Tuesday 31 January 2006

So, erm, That Doctor Who Review, Then...

Well, see, I was going to write what I thought about it, but this page here over at Tachyon TV says it a lot better, and at greater length, than I was planning:
19. ‘We’ve got incoming’

The TARDIS rescues Rose from the Dalek ship.

The stakes had never been higher: the Doctor and the Daleks at loggerheads one last time, with the Doctor’s time-travelling chum the prize. Against seemingly insurmountable odds, the Doctor leads a daring rescue mission into the heart of the Dalek fleet, materialising his ship around Rose and her Dalek captor. No-one - least of all the Daleks or the viewers - expected that one.

You can upset a few hardcore Whovian on the 'net by pointing out the debt Russell T Davies owes to Joss Whedon, the hardcore claim, and have a point, that Doctor Who was intelligent, witty drama for kids long before Ms Summers staked her first vamp, but more than any other comparison I can think of it is apt to look at this new (first or twenty seventh depending on who you ask) season of Doctor Who as a very british answer to Buffy the Vampire Slayer.

Davies' Doctor is not so much about the monster of the week, but how the Doctor and his companions deal, or not, with what's going on around them. The monsters are macguffins that make the relationships change.
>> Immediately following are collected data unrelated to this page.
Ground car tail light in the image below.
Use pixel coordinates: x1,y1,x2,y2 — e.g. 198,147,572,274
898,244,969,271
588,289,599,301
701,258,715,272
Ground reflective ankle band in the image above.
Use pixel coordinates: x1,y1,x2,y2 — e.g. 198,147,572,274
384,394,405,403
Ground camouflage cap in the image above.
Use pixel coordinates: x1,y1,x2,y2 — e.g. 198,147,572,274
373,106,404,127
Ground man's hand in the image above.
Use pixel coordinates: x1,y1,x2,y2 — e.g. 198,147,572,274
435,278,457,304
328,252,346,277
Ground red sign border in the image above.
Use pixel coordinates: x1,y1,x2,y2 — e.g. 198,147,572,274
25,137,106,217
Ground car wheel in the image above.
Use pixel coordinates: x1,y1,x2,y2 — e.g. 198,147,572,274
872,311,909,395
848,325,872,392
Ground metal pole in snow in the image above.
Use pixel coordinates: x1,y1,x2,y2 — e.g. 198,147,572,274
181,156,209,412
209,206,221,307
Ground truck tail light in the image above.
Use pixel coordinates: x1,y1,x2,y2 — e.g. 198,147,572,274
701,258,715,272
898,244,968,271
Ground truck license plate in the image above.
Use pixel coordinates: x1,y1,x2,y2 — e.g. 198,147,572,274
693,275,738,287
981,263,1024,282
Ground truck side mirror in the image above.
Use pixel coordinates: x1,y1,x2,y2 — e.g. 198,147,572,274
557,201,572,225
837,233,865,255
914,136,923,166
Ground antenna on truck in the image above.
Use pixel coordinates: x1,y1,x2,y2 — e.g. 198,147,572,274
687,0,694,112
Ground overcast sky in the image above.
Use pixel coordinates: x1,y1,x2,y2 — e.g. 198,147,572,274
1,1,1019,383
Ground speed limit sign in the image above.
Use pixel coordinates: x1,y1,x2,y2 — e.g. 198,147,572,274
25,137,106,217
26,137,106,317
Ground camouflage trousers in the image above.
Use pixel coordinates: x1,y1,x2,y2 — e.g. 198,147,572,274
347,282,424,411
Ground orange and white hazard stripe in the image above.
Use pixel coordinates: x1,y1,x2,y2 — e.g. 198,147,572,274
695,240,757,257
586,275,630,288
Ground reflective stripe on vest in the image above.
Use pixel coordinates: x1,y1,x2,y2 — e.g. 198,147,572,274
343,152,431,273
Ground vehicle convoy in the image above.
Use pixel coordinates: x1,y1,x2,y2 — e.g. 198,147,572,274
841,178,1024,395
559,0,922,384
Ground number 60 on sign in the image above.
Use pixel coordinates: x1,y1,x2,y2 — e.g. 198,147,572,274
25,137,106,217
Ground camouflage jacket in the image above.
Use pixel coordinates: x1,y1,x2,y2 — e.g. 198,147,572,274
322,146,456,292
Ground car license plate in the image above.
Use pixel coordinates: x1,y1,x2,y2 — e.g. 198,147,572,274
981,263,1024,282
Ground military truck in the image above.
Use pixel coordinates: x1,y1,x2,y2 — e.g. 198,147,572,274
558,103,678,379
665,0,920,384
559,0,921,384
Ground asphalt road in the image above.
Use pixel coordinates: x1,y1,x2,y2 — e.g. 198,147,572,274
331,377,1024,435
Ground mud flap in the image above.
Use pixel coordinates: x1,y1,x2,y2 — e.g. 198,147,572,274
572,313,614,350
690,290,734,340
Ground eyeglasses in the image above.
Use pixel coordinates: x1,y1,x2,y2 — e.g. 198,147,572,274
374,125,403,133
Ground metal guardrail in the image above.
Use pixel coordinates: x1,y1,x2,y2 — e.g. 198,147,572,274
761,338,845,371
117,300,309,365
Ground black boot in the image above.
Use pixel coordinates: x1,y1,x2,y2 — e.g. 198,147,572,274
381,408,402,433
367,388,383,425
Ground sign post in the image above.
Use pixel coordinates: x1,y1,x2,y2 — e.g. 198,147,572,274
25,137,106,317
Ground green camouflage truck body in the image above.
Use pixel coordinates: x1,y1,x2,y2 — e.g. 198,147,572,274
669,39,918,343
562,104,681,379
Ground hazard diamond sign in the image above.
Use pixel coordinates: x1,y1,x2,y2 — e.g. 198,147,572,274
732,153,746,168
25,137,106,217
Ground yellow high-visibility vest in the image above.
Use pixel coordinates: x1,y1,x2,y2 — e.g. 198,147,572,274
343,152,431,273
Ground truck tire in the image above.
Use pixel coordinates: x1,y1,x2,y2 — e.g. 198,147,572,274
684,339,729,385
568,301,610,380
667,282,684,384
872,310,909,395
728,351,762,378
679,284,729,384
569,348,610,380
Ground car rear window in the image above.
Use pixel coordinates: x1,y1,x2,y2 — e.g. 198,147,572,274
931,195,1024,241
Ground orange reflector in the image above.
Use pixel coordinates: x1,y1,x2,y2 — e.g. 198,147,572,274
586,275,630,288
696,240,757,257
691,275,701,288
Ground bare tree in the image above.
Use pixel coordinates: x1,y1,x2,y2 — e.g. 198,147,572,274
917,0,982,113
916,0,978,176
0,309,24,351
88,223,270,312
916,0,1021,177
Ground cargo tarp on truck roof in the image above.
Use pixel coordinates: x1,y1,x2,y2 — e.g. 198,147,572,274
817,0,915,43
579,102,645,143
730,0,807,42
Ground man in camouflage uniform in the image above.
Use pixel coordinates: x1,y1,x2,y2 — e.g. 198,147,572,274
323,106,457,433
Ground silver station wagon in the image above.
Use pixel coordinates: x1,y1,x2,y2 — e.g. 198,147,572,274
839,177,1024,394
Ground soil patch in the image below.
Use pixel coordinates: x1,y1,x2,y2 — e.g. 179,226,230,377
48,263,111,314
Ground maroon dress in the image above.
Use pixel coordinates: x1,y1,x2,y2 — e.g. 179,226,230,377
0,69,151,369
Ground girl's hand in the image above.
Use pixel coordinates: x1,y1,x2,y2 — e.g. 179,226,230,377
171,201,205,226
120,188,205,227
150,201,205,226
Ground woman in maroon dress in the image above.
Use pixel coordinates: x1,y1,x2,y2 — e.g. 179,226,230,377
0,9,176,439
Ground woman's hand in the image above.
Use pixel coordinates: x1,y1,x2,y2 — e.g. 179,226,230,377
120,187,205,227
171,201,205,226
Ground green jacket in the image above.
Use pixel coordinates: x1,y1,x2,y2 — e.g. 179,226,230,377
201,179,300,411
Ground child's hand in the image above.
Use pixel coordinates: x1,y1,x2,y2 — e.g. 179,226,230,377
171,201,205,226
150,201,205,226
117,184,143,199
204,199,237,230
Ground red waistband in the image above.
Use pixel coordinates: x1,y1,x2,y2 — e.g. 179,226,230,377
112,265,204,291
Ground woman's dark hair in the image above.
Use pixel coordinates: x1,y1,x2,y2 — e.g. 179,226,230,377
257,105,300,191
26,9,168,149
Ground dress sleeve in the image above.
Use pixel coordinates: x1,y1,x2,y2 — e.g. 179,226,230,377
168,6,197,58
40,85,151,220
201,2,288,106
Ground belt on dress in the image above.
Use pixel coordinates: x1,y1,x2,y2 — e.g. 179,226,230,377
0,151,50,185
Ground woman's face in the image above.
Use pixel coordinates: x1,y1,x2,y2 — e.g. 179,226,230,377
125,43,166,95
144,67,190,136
Even the fanboy pleasers like "Dalek" are designed more to show the Doctor and all his different, sometimes contradictory, sides than the Dalek and how Rose is a humanizing influence on them both in the end.

Joss, perhaps, wouldn't have put so many fart gags in the Slitheen episodes, though...

If I found anything wrong with the season then it was it kept the Doctor Who tradition of some of the guest actors being more wooden than a Woodentops family reunion in a forest, but that didn't happen too often.

Speaking of acting Ecclestone's Doctor took some getting used to a first; everything just seemed slightly off. He smiled too readily and too goofily and was a bit too easily satisfied with himself. It becomes obvious after a while, though, that this is intentional. That it was human behaviour as observed by someone who doesn't quite understand humans and, as such, I thought it was a great way to play it.